Can anyone recommend any alternative straps for this bad boy... leather, dive etc

Cheers

DB


----------



## strange_too (Feb 19, 2007)

jasonm said:


> I guessing you know that there is a yellow version
> 
> If you have about Â£600 and can find a seller....


I've dropped a line to an old family friend, who is working in the land of the rising sun. May be she can get some for me


----------



## jasonm (Nov 22, 2003)

I doubt it ST, the Yellow Monster was a very small run ( 300? ) a few years ago, saphire xtal with cyclops ..

And seriously I think the last one on ebay went for $1200









Well done Ben, good choice, the bracelet is such superb quality I doubt you would want to change it...


----------



## strange_too (Feb 19, 2007)

jasonm said:


> I doubt it ST, the Yellow Monster was a very small run ( 300? ) a few years ago, saphire xtal with cyclops ..
> 
> And seriously I think the last one on ebay went for $1200
> 
> ...


Fair enough, don't know that much about the vagaries of the models. Worth an ask though


----------



## pg tips (May 16, 2003)

diverben said:


> Spoke to Roy at RLT today


The rumours aren't true then







glad to here the old boy is still with us, I was begining to think he'd abandoned the forum and theft the mods in charge, now that is a worry









great choice of watch Ben, I hate the damn things myself, a bit of a marmite watch really iyam but they are great watches.


----------



## mozbud (Feb 14, 2007)

Had mine for a couple of month, got it off Roy, black monster on SS bracelet, first automatic watch I have owned since the dawn of quartz

Expected it to be wildly inaccurate but initially more accurate than my seiko quartz, only lost about 3 seconds over the first month but now it is loosing about 5 seconds a day which is still much better than I thought it would be and doesn't bother me at all (although I would prefer it to be gaining than loosing) last auto I had 25 years ago was loosing 5 mins a day from what I remember)
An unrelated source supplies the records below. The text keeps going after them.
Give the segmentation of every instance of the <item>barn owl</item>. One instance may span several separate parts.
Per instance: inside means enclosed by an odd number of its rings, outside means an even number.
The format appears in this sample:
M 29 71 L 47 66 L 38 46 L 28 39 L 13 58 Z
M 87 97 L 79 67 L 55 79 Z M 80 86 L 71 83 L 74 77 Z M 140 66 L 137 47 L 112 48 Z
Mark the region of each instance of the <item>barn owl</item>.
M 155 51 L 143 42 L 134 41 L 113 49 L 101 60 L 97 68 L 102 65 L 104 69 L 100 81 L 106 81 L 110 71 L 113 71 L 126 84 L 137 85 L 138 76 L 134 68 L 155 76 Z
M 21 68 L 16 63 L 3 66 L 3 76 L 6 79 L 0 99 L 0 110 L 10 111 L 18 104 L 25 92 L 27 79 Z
The thing that bothered me most before I bought it was that i thought it might be uncomfortable but I find it very comfortable, the strap doesn't trap hairs at all, I have the strap adjusted so that it is just slack enough to get a finger under it, the watch doesn't spin around my wrist either which I find very annoying. the lume is fantastic to, can read it all night

This is the only watch that I have worn since I got it, I wear it all day every day, find it accurate enough and very comfortable, the bezel is a joy to, very smooth and easy to rotate, In short I am well pleased with it, I would recommend one to anyone.


----------



## JoT (Aug 12, 2003)

diverben said:


> *one of my work colleagues thought I was on the phone to Anne Summers!*


----------



## grey (Apr 29, 2006)

JoT said:


> diverben said:
> 
> 
> > *one of my work colleagues thought I was on the phone to Anne Summers!*


Absolutely. 710 disappointed to find it was only a watch.


----------



## diverben (Jun 24, 2007)

Thanks for all the comments and feedback. I have now been wearing it for about a week and am very happy. Came through in timely fasion from RLT and he was very polite and helpful on the phone. All boxed with papers etc, only thing is... the warrant card hadn't been completed, doesn't it need to be stamped by the dealer to validate the warranty?

No photos yet, but I'm happy with the quality and strap etc. One minor niggle, due to the shape of the bezel teeth and the raised rims at 12 and 6 o'clock, this can be a dust/sand/dirt trap that will need the odd clean.

Very please so far. Better than the H Samuel Seiko I bought which is lovely, bigger than the monster, but... TOOOO heavy. Plus the luminous stripe doesn't run the entire length of the hour/minute hands so in the dark it's a bugger to read, it's not quite so immediate in the daylight.

The monster on the other hand is visible from 5ft away, it's a cracker.

Well, now I've sorted out my watch... back on to Anne Summers to order my Black Monster! Just kidding


----------



## Wardy (Jul 23, 2003)

Enjoy your Monster in good health!

I wouldn't worry too much about the warranty card, they're as hard as nails and heaven forbid something went wrong I'm sure Roy would sort you out in no time.


----------



## Roy (Feb 23, 2003)

diverben said:


> Thanks for all the comments and feedback. I have now been wearing it for about a week and am very happy. Came through in timely fasion from RLT and he was very polite and helpful on the phone. All boxed with papers etc, only thing is... the warrant card hadn't been completed, doesn't it need to be stamped by the dealer to validate the warranty?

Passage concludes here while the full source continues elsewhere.